Step 7: Print the generated Iccanobif numbers.
Implementation:
The implementation of the above steps are given below
FileName: IccanobifNumbers.java
import java.util.*;
public class IccanobifNumbers
{
public static void main(String[] args)
{
int n = 10; // Number of Iccanobif numbers to generate
// Generate and print the Iccanobif numbers
System.out.println("Iccanobif Numbers:");
for (int i=0;i<n;i++)
{
int number=generateIccanobif(i);
System.out.print(number+" ");
}
}
public static int generateIccanobif(int n)
{
if (n<=1)
{
return n; // Base case: I(0) = 0, I(1) = 1
}
if (n<=7)
{
return generateFibonacci(n); // Fibonacci numbers from I(0) to I(7) are the same
}
// Calculate Iccanobif number using recursive calls
int iccanobif=reverseDigits(generateIccanobif(n-1))+reverseDigits(generateIccanobif(n - 2));
return iccanobif;
}
public static int generateFibonacci(int n)
{
if (n<=1)
{
return n; // Base case: F(0) = 0, F(1) = 1
}
// Recursive call to generate Fibonacci numbers
return generateFibonacci(n-1)+generateFibonacci(n-2);
}
public static int reverseDigits(int num) {
if (num<10)
{
return num; // Base case: Single digit number
}
int reversed=0;
while (num!=0)
{
int digit=num%10;
reversed=reversed*10+digit;
num/=10;
}
return reversed;
}
}
Output:
Iccanobif Numbers: 0 1 1 2 3 5 8 13 39 124
Complexity Analysis:
Time Complexity: The time complexity of this recursive approach is exponential, O(2^n). Each recursive call generates two additional recursive calls, resulting in exponential growth.

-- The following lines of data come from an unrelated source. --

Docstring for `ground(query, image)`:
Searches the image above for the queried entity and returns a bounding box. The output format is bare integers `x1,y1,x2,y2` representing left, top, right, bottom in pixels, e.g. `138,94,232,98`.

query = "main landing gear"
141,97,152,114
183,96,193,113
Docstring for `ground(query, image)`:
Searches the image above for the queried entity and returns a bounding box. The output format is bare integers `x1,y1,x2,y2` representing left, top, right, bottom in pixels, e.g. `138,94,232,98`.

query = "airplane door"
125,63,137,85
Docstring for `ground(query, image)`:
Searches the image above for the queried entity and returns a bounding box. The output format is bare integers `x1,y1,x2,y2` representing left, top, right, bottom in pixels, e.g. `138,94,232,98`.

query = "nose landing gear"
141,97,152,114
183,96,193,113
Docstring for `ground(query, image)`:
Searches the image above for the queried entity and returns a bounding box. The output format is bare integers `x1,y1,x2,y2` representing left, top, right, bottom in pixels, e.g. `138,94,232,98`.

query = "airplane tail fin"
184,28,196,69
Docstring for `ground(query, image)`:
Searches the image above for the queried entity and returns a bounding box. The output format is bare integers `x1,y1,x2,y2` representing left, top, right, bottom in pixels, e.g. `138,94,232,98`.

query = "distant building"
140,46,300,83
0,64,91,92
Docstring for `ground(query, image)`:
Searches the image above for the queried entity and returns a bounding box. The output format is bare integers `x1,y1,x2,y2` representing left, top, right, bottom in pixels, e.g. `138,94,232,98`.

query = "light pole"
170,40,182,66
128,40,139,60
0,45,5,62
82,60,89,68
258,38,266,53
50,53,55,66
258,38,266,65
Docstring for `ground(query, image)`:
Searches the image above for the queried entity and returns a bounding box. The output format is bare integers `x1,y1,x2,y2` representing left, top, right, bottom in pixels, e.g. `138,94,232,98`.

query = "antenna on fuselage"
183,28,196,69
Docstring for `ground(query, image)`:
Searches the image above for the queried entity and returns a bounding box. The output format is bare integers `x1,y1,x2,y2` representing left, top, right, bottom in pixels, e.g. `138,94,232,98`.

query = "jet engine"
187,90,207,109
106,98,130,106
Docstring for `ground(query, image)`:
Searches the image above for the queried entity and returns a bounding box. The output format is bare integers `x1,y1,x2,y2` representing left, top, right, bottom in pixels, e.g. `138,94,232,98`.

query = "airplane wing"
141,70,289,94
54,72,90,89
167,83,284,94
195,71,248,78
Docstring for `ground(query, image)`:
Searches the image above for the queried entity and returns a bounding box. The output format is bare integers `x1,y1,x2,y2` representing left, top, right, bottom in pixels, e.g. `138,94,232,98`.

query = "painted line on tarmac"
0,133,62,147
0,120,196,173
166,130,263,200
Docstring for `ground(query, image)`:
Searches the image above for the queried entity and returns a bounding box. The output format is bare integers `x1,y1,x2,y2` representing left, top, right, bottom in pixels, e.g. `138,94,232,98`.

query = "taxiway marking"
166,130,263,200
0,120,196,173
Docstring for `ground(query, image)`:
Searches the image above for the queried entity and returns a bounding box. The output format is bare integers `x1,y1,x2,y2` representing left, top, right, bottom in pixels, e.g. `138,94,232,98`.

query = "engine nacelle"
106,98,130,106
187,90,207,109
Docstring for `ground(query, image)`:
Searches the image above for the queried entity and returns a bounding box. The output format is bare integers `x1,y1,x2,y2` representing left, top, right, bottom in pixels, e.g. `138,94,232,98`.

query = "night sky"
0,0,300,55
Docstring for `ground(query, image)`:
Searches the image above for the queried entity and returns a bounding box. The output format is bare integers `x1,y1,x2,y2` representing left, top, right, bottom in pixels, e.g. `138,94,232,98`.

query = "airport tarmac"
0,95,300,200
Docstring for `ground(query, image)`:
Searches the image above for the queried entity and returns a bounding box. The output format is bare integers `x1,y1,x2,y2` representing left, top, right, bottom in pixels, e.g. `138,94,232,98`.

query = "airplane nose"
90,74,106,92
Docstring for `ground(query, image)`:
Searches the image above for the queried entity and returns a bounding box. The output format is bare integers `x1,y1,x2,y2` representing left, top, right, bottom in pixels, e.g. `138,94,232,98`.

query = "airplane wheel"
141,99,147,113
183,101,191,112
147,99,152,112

Space Complexity: The space complexity is O(n) due to the recursion stack. The maximum depth of the recursion is 'n' when generating Iccanobif numbers, resulting in O(n) space usage.
Note 1: While doing the complexity analysis, we have assumed that the reversing digits of a number take O(1), i.e., constant time.
Note 2: For reversing the digits, one may take the help of the reverse() method of the StringBuilder class. However, before doing that, it is required to convert the numbers into Strings.